Family has casket exhumed at Grandview | Archives | madisoncourier.com
CASKET EXHUMED: Melissa Warner puts her arm around her mother, Linda Deaton, as the two inspect the casket of Deaton’s late husband, Willie Deaton. The casket was exhumed from the Veteran’s Garden at Grandview Memorial Gardens on Friday. It was found that the coffin had been partly underwater, though the seal was still intact. (Staff photo by Ken Ritchie)
Water had corroded the copper sides of the coffin, and mud blocked the three drain holes in the bottom of the concrete grave liner. The casket itself, however, seemed to have remained watertight.
"They're fortunate that they bought a good casket," said Rodney Nay, co-owner of Morgan & Nay Funeral Centre.
The problem, once again, wasn't the casket but the cemetery, as grave No. 27 was removed from Grandview Memorial Gardens on Friday morning after recent flooding concerns.
"We bought a crypt, and we got a lawn vault, which is basically a glorified septic tank," Melissa Warner said after watching her father's casket removed from the ground. Her father, Willie Deaton, was buried at Grandview in 1983.
The Deaton family decided to reinter Deaton after Warner came to place flowers on his grave and noticed that another crypt, which had already been relocated, had filled with muddy water. The family estimated the cost of reintering the casket to be $3,000.
"My kids wouldn't put me there," said Linda Deaton, wife of the deceased. "I spent my IRA to pay for (the reinterment). Now I might have to work until full retirement."
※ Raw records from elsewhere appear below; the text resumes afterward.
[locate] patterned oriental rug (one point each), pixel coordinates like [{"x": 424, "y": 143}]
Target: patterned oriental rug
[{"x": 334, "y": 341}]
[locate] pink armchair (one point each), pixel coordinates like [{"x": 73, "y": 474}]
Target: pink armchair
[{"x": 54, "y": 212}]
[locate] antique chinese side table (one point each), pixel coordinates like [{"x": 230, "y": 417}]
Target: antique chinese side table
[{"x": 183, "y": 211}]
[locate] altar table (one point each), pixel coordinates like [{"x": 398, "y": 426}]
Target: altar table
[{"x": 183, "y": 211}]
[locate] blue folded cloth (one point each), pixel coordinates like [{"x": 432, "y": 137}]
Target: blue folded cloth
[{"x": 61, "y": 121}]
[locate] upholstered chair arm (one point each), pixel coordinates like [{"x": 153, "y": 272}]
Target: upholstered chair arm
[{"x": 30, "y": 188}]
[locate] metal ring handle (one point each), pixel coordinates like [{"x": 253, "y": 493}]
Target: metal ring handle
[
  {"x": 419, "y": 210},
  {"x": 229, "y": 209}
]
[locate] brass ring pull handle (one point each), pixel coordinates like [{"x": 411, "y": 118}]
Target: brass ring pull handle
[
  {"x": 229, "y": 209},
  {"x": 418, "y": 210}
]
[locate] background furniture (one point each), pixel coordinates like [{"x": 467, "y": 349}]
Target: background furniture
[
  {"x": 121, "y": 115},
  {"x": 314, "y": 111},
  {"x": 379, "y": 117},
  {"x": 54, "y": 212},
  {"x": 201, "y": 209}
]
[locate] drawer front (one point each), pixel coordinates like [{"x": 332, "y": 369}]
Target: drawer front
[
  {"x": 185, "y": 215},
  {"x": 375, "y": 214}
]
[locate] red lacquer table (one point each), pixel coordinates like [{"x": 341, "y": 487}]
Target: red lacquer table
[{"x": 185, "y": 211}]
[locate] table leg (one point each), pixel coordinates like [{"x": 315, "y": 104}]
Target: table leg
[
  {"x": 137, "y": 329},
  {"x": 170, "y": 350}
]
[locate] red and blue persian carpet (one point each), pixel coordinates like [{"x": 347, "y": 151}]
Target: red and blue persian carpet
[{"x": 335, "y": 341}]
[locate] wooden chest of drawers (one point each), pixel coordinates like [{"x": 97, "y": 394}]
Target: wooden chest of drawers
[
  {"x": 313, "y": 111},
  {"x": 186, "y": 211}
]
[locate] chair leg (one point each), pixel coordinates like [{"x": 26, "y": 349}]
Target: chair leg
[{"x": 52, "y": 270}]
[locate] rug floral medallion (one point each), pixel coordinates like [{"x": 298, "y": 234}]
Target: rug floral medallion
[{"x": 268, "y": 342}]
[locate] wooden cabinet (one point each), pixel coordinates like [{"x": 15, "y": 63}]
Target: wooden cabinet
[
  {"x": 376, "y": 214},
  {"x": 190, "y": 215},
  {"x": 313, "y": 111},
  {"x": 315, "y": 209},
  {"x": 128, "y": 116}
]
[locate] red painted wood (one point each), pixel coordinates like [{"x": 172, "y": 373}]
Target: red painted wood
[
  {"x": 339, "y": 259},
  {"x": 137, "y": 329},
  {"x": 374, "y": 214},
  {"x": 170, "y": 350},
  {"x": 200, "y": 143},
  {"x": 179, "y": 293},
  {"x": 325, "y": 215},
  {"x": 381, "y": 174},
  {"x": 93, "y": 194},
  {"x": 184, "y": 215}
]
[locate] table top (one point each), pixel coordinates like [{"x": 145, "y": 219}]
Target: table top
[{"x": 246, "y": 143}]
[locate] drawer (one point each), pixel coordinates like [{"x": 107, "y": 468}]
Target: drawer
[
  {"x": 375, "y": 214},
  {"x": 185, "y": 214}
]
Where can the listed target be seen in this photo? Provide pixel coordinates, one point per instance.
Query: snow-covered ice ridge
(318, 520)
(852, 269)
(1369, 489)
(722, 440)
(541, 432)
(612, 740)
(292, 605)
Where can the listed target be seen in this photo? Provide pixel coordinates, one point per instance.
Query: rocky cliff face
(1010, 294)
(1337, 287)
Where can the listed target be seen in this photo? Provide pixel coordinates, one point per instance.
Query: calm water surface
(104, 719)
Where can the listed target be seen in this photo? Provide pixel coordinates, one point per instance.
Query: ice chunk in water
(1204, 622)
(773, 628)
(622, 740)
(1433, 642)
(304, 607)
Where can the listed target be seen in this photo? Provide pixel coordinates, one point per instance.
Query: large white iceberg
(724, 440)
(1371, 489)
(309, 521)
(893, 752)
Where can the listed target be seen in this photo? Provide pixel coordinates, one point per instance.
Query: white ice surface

Nay estimated that six or seven more reinterments have also been scheduled. Many families have paid for plots in advance and must now save money to find a new place of burial, he said.
Willie Deaton's coffin was taken to the Morgan & Nay Funeral Centre for cleaning before it was reintered at noon Friday at Bethany Cemetery. Since the casket was still sealed at exhumation, it was not opened before reburial.
A second class-action lawsuit involving Grandview was filed Friday in Jefferson Circuit Court.
For now, Deaton's family hopes that their loved one will be able to finally rest in peace.
"We just feel more comfortable that it's dry where he'll be," Warner said.